Why do I find the NL Central divisional race to be the most interesting, the most compelling of all the playoff races?
The answer is simple.
The Pittsburgh Pirates are relevant for the first time since the early 90s. Not only are they relevant but they are legitimate playoff contenders for the first time since 1992 when they won the NL East with 96 wins, but lost in the NLCS to the Atlanta Braves in seven games. This was a time when (future Hall of Famer) Barry Bonds was still on the team, his final season as a Pirate, and future Hall of Famer Jim Leyland was the manager.
Other than the Pirates, the way these three teams are winning and find themselves in most games is intriguing because they each do it a bit differently.
The Cardinals have the highest scoring offense in the National League, second in all of baseball, and they also happen to be the most consistent offense in the game. Their .322 wOBA is tied for the highest in the NL and their 105 wRC+ is the highest in the NL. Long story short; the Cardinals don't always have to have the best night on the mound to beat you, even though they often times do.
When looking at weaknesses their only legitimate concern is defense. According to Fangraphs they have an UZR (Ultimate Zone Rating) of -43.1, which is just rotten, and their defense has cost them approximately 40 runs over the course of the season so far.
When it comes to the Reds, well, they have scored the second most runs in the NL but they are nowhere near as consistent as the Cardinals in that aspect of the game. Where the Reds are truly dominant at though is in the starting rotation. Any one of the Reds starting five could match up and beat the opposing team's best starter on any given night, which is something that bodes well for them if they have to play the wild-card play-in game.

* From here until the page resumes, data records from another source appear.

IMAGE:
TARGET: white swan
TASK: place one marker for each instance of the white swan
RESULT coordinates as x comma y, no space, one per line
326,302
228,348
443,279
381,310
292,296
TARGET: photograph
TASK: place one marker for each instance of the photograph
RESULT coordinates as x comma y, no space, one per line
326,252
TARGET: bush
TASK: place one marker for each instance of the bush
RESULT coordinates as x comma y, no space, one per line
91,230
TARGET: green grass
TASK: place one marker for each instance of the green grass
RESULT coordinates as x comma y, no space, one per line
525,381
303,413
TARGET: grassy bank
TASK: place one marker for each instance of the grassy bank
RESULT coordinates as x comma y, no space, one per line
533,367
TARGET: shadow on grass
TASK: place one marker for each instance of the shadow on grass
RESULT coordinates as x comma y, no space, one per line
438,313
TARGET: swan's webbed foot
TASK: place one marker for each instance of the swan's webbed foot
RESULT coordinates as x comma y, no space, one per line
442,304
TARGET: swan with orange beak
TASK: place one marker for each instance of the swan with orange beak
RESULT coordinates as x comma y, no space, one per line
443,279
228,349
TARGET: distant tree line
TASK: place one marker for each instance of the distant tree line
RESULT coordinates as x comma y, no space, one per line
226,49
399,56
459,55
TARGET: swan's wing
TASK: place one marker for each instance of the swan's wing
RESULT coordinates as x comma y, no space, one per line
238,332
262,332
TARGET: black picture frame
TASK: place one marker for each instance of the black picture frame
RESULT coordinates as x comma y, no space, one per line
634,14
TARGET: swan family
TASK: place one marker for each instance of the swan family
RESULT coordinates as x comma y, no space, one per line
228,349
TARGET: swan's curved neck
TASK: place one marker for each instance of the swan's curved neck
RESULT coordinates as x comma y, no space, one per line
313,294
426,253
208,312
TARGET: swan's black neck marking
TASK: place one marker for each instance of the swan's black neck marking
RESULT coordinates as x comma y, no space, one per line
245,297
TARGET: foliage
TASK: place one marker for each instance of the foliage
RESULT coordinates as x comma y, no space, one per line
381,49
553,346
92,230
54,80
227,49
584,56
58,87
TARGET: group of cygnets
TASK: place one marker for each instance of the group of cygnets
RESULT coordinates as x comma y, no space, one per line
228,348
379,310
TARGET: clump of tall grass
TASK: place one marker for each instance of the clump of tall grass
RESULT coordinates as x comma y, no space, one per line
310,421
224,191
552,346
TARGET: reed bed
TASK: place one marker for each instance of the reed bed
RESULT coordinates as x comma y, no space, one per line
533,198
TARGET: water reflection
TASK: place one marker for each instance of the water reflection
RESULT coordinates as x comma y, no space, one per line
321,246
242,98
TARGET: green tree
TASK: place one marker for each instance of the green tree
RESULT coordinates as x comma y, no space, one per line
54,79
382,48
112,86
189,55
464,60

The lone weakness for the Reds appears to be their bullpen. Outside of their top three options in Aroldis Chapman, Sam LeCure, and J.J. Hoover, Reds manager Dusty Baker doesn't exactly have anyone that is a lock to come in and shut anyone down. Even those three go-to guys are prone to issuing free passes nearly 10 percent of the time so nothing is even close to being a sure thing once they go to the bullpen.
Finally, we have the Pirates who have reinvigorated a fan base that had long since forgotten about them. This is a team that doesn't have any glaring holes when compared to their division rivals. Their pitching staff is solid in the rotation and bullpen, largely relying on getting ground balls at a NL leading 52.8 percent rate to get outs. The reason they can do that with great success is because they have a solid defense; one that has the sixth best defensive efficiency rating in baseball at .704 and one that has prevented approximately 42 runs on the year thus far.

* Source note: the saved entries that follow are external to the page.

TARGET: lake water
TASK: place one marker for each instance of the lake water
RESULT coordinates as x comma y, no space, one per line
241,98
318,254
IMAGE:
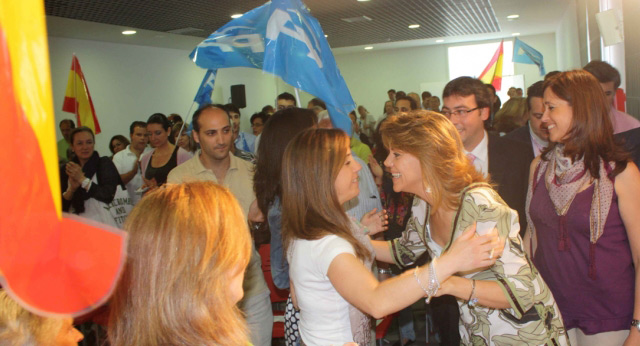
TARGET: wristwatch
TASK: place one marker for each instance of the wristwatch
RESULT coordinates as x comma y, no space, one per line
635,323
473,301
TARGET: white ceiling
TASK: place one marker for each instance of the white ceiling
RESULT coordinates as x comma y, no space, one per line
479,19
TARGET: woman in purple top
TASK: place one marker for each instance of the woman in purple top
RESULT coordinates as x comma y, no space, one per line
583,213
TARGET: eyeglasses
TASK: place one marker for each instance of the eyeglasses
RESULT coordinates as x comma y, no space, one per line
460,113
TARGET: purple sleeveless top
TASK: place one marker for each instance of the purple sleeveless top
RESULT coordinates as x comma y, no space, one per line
594,304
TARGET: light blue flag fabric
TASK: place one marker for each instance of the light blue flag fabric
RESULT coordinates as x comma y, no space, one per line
203,96
525,54
281,38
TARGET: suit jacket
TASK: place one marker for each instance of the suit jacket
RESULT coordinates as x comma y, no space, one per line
509,163
631,141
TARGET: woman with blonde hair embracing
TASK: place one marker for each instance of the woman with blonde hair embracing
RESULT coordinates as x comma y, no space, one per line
330,255
187,252
506,303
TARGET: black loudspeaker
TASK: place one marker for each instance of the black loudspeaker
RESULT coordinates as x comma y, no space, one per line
238,97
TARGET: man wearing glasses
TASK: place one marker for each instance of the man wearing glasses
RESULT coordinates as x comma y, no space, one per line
467,103
534,134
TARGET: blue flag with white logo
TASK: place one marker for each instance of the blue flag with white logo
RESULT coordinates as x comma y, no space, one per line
203,96
282,38
525,54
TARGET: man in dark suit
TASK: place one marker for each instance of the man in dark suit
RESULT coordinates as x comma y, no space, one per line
534,134
631,141
467,104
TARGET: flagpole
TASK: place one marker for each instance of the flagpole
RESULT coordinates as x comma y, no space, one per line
298,97
186,121
75,91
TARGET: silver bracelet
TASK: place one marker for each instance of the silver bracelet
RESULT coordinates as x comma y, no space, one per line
434,284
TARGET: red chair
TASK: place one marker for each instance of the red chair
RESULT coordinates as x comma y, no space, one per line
277,295
383,327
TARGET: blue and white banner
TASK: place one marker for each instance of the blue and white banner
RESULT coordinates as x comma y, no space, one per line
525,54
203,96
282,38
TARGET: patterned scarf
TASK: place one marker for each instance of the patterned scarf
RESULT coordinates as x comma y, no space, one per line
564,180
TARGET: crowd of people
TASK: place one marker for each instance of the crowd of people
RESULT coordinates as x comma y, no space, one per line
517,221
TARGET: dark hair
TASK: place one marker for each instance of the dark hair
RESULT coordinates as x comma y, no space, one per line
175,118
230,107
551,74
286,96
316,102
278,131
466,86
121,138
413,103
535,90
196,114
261,115
604,72
491,87
78,130
135,124
160,119
72,125
591,133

This team won't necessarily out-hit you but they will run opposing teams ragged on the bases and as a result of their overall team speed and smarts on the bases they are able to avoid double plays seemingly at will. Throw in the fact that they hit line drives at a 21.6 percent clip, the fourth highest rate in the NL, and have the third most triples in the NL and they seem to do enough with the opportunities they get to score runs to keep themselves within striking distance of winning most games.

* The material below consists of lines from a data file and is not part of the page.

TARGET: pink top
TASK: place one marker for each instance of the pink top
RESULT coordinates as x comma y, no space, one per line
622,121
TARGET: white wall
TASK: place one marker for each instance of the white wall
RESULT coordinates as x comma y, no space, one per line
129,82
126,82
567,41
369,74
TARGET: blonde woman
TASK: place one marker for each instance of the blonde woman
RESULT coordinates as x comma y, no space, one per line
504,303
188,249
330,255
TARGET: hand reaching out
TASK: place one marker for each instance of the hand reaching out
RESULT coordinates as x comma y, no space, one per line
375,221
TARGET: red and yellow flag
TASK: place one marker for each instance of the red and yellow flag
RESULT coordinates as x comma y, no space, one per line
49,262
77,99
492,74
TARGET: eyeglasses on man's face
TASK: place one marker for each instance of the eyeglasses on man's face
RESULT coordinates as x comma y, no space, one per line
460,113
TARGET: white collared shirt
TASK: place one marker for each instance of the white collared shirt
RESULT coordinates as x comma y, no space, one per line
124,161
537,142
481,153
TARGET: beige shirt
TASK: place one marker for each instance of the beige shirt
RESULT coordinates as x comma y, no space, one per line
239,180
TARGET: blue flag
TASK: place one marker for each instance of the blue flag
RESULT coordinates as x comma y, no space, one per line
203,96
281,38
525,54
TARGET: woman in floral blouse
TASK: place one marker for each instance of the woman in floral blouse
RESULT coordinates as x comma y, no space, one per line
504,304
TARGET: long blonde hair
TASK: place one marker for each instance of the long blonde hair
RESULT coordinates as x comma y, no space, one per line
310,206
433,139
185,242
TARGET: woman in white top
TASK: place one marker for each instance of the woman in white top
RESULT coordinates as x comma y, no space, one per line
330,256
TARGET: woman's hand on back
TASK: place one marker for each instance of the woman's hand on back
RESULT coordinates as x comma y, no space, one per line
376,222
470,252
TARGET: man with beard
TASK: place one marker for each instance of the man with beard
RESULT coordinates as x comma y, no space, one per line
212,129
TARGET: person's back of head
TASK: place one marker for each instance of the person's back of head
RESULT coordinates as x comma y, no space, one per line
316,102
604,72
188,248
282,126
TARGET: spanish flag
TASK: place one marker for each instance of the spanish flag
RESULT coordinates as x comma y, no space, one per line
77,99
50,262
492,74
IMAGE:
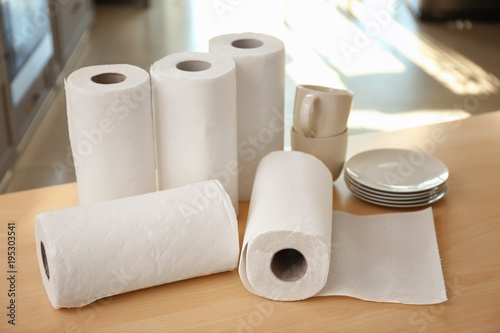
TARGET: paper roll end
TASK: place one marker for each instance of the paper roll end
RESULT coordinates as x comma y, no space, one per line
247,43
108,78
289,265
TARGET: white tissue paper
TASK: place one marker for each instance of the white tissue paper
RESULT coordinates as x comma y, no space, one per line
260,81
89,252
111,131
194,98
295,247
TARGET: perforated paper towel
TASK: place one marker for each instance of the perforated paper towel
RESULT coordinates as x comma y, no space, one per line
260,79
194,98
111,131
294,248
103,249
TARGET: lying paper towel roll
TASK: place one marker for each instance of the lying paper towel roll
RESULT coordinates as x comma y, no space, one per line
260,78
194,97
111,131
294,249
109,248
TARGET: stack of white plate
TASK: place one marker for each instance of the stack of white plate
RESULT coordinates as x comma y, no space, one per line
396,177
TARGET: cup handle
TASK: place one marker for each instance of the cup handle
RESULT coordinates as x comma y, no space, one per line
306,110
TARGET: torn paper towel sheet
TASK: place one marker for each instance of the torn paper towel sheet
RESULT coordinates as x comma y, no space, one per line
295,248
89,252
110,126
260,81
194,98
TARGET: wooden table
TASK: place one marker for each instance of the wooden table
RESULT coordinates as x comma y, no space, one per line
467,222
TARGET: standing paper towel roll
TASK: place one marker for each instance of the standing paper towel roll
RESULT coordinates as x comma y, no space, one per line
194,98
109,248
260,79
111,131
295,247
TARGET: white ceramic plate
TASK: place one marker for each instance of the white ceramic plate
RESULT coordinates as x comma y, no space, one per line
396,204
396,201
392,195
397,170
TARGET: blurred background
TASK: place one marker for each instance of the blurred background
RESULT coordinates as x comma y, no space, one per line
409,63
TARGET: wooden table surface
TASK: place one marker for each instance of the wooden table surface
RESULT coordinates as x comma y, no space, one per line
467,223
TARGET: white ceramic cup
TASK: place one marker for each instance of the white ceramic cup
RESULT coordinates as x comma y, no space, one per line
321,112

Even though the St. Louis Cardinals have the offense, and even though the Cincinnati Reds have the starting rotation, it feels like the Pittsburgh Pirates are the team to beat in the National League Central. This is a tight battle between the Pirates and Cardinals, with the Reds staying within striking distance, but this Pirates team seems to have the want and the desire to overcome all odds even if the experience and expectation to win by the Cardinals makes them the most logical choice for division champion.